Flex4DHuman aims to simplify 4D human reconstruction

A research team has released Flex4DHuman, a system designed to convert monocular or sparse multi-view footage of people into synchronized dense multi-view video. The project, published by researchers affiliated with the University of Washington and World Labs, uses camera-pose conditioning rather than hand-crafted geometry priors to infer novel views of a moving subject.

The method is intended to support 4D human reconstruction, a task that combines appearance, motion and scene geometry over time. According to the project materials, Flex4DHuman can take one or more reference videos, along with their camera poses and target poses, and synthesize consistent videos from the requested viewpoints. Those generated views can then be used to build dynamic 4D Gaussian splats.

How the system works

Flex4DHuman relies on video diffusion conditioned on relative camera pose. In practical terms, the model is fed reference footage and camera information, then asked to produce synchronized clips from new angles. The project states that this approach works with a single input view as well as sparse multi-view setups.

The key emphasis is on synchronization. Rather than producing separate, loosely related view predictions, the system is designed to output multi-view clips that line up in time. That makes the generated footage more useful for downstream reconstruction, where consistency across views is important for representing moving subjects.
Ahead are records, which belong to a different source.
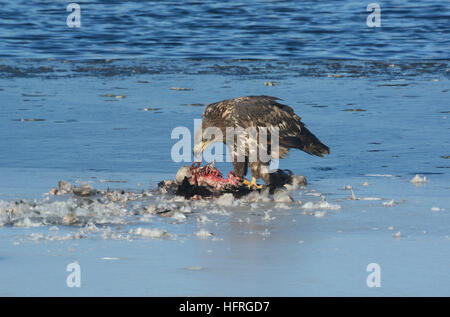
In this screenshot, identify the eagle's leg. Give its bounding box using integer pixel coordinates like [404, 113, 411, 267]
[244, 162, 265, 189]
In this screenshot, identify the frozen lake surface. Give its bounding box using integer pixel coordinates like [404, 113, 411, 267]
[0, 59, 450, 296]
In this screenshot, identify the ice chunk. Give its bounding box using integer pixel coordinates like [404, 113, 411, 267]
[195, 229, 213, 239]
[273, 189, 294, 203]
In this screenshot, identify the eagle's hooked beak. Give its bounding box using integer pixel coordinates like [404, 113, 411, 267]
[193, 141, 208, 160]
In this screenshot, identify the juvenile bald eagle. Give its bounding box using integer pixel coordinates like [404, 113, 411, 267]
[193, 96, 330, 188]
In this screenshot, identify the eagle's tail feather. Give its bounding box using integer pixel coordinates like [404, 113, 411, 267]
[280, 127, 330, 157]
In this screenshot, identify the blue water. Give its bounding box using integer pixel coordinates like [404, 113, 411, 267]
[0, 1, 450, 296]
[0, 0, 450, 60]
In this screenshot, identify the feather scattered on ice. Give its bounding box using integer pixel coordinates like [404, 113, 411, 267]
[197, 215, 211, 223]
[409, 174, 428, 184]
[314, 211, 327, 218]
[302, 201, 341, 210]
[130, 227, 173, 239]
[273, 190, 294, 203]
[195, 229, 213, 239]
[381, 199, 397, 207]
The project says this workflow does not depend on explicit geometry priors. Instead, it uses relative camera-pose information to guide the generation process. The resulting videos can then be lifted into 4D Gaussian splats, a representation that can be rendered interactively.

Potential uses in AR, VR and content creation

The researchers say the technique could be used for applications such as augmented reality, virtual reality, gaming, simulation and video re-shooting. One example highlighted by the project describes a workflow in which a person records a casual social media clip on a phone and then uses Flex4DHuman to produce a 4D asset from that footage.

The project frames the system as a way to move from ordinary single-camera video capture toward a more flexible asset creation pipeline. Instead of requiring specialized multi-camera rigs, a user could start with a monocular recording and generate the additional views needed for reconstruction.

That could make 4D capture more accessible for creators and researchers working with human motion, although the project materials do not claim the method is a finished production tool. The release focuses on the underlying research result and its reconstruction workflow.

Release details

Flex4DHuman is presented as “Flexible Multi-view Video Diffusion for 4D Human Reconstruction.” The project lists Jen-Hao Cheng, Yipeng Wang, Hao Zhang, Gengshan Yang and Jenq-Neng Hwang as authors. The work is available through an arXiv paper, a public code repository and a multi-view caption dataset on Hugging Face.

The project also shows results generated from different numbers of reference views, including monocular input, two-view input and four-view input. In each case, the system produces dense synchronized novel-view clips of a dynamic subject.

By combining camera-conditioned generation with 4D Gaussian splat reconstruction, Flex4DHuman adds to a growing set of tools aimed at capturing moving people from more limited source footage. For researchers, the release offers another path toward turning simple video into editable, view-consistent 3D or 4D assets.